CodeBlocks can be thought of as very similar to Software instances with the same data flow model.

Running the Tutorial Pipeline

The pipeline in complete! If you with to attempt to run it, simply install it into Operon, configure it (you might need to create a reference genome index), and run it with the small data bundle linked below.

Download the tutorial data bundle.

An awkward step in the Operon installation process is the necessity of a reference genome index. To generate one we need a reference genome fasta file and then to run bwa index over it; this mean that when we first configure our pipeline when it asks for the bwa reference genome prefix we won’t have it, but we can come back and fill it in later.

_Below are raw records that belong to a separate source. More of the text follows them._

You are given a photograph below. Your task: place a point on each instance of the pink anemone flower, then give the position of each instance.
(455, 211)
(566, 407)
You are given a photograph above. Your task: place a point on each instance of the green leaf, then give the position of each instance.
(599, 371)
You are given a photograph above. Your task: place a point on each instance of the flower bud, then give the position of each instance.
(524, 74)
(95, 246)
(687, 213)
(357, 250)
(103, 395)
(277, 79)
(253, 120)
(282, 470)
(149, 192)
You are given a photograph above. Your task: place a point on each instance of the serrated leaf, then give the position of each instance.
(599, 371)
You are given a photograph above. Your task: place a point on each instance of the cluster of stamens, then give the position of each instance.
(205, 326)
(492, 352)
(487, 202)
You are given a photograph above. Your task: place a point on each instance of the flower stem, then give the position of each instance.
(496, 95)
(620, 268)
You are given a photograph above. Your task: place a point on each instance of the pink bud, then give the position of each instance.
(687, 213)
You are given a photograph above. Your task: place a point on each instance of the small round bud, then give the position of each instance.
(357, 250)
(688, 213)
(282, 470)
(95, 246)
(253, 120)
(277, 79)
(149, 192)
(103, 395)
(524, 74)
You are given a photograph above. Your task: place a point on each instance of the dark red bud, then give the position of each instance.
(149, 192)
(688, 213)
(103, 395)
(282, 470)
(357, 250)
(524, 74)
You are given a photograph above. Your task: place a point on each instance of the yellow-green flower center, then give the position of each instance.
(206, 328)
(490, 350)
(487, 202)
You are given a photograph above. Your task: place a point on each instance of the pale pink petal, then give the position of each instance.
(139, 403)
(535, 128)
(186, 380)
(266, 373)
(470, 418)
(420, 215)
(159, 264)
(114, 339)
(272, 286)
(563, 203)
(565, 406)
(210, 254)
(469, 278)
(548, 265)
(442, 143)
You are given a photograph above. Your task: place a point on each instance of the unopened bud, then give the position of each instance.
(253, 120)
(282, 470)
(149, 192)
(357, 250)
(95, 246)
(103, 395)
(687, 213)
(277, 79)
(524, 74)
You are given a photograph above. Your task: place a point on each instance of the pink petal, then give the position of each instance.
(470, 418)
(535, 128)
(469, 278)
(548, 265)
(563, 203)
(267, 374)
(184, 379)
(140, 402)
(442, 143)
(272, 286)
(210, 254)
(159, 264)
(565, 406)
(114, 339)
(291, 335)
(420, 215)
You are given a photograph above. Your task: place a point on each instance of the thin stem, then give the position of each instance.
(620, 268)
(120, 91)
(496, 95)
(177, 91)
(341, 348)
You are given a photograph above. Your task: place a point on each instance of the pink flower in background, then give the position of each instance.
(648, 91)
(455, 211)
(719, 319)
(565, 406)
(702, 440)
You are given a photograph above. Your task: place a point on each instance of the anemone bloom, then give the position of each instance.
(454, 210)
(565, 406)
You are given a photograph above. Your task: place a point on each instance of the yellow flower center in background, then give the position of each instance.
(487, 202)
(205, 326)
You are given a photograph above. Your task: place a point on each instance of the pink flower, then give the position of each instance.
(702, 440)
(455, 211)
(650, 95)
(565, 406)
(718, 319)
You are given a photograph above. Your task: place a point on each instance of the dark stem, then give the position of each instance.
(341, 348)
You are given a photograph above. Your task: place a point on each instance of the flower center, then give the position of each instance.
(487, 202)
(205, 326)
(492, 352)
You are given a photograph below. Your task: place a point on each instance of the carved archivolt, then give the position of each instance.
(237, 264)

$ /path/to/bwa index /path/to/downloaded/dm6.fa.gz

bwa dumps its index in the same folder as the genome fasta, so the reference prefix is just the path to the reference fasta.

Use the inluded Drosophila melanogaster DNA fastq as your --read input.

freebayes can’t deal with a compressed reference genome fasta, so uncompress it before passing the path in the pipeline config.